Году, наверное, в 73–м я уезжал из Питера, увозя с собой подарок дяди Сережи — "Оправдание добра"Владимира Соловьева без переплета и без первых страниц (именно поэтому книга эта у него сохранилась, а не была продана букинистам). Везя в портфеле Соловьева, я чувствовал себя бесконечно счастливым, ибо был абсолютно уверен в том, что книга эта никогда не будет переиздана в России, а изданная где‑нибудь в Париже, ни при каких обстоятельствах не попадет в Москву.

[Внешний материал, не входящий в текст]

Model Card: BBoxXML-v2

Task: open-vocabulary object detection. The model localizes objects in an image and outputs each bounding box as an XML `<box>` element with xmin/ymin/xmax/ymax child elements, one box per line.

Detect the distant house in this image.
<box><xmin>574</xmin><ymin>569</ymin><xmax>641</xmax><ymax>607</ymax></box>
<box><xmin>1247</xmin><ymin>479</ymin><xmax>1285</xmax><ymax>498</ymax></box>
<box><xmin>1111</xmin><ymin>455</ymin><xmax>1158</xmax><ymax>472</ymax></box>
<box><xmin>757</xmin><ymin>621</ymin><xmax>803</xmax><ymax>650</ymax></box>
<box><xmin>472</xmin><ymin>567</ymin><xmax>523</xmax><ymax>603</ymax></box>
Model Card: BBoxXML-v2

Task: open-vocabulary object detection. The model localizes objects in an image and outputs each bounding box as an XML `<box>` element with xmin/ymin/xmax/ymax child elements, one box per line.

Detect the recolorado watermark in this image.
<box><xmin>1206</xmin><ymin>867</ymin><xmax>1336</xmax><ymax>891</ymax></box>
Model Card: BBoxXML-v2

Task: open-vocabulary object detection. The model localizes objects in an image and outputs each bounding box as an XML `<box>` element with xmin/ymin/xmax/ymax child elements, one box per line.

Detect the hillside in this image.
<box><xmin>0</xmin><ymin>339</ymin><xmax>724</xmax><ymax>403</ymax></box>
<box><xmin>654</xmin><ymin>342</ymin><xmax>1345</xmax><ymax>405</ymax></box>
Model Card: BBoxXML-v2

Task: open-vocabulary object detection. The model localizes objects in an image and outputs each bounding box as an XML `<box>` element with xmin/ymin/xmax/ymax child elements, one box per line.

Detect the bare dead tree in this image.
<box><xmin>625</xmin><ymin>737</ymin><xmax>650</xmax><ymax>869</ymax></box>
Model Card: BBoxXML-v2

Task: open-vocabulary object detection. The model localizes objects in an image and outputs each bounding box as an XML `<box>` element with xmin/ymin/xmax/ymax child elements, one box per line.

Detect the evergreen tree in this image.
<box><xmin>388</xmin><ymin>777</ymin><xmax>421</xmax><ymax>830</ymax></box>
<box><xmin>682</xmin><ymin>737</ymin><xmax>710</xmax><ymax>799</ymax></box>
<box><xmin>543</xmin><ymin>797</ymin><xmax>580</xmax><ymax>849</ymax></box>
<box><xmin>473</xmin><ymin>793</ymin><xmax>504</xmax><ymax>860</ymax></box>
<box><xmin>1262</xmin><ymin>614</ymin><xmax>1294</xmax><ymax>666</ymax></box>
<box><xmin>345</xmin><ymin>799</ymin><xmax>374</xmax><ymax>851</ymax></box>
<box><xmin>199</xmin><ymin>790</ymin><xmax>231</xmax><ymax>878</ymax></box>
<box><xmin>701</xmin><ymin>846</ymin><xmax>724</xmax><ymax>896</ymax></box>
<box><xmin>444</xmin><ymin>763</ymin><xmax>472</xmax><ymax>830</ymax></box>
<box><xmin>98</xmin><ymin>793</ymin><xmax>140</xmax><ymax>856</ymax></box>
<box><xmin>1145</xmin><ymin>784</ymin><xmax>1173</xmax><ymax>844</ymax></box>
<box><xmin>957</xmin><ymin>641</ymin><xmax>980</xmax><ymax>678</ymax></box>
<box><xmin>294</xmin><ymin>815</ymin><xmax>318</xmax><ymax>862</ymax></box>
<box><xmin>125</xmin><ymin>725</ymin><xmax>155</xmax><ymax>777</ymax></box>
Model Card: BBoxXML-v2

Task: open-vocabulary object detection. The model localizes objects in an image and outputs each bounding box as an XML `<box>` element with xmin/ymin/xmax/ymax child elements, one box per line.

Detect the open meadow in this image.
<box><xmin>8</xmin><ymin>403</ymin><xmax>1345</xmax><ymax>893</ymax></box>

С тех пор прошло больше двадцати пяти лет. Умерла Наталия Философовна — ее отпевали в Николо–Морском соборе когда‑то зимой. Помню, что это было как раз в те дни, когда скончался Шолохов, и поэтому дядя Сережа, раздавленный горем и абсолютно больной, все же до двух или даже до трех часов ночи проговорил со мной о"Тихом Доне"и о том, что безграмотный мальчишка просто не мог написать этот роман.
Вспоминал об офицерстве начала века, почему‑то произнося слово"офицер"через"ы", о Первой Мировой войне и о революции, о моем деде, которого в разговорах со мной почти всегда называл"твой отец", о своем брате, следы которого затерялись где‑то в Париже в конце 30–х годов, о царе Николае, которого он, конечно, видел много раз, и много о чем еще.
Через год умер и он, почти ослепший и наконец в девяносто с лишним лет почувствовавший себя стариком."Житейское море воздвизаемое зря напастей бурею, к тихому пристанищу Твоему притек", — пели, отчаянно фальшивя, певчие в церкви на Охтинском кладбище во время его похорон."Когда погребают эпоху", — вспомнилась мне тогда строчка из Анны Ахматовой, ибо с ним, добравшимся до"тихого пристанища", действительно уходила эпоха. Уходил, окончательно и бесповоротно уходил в прошлое не календарный, а настоящий XIX век.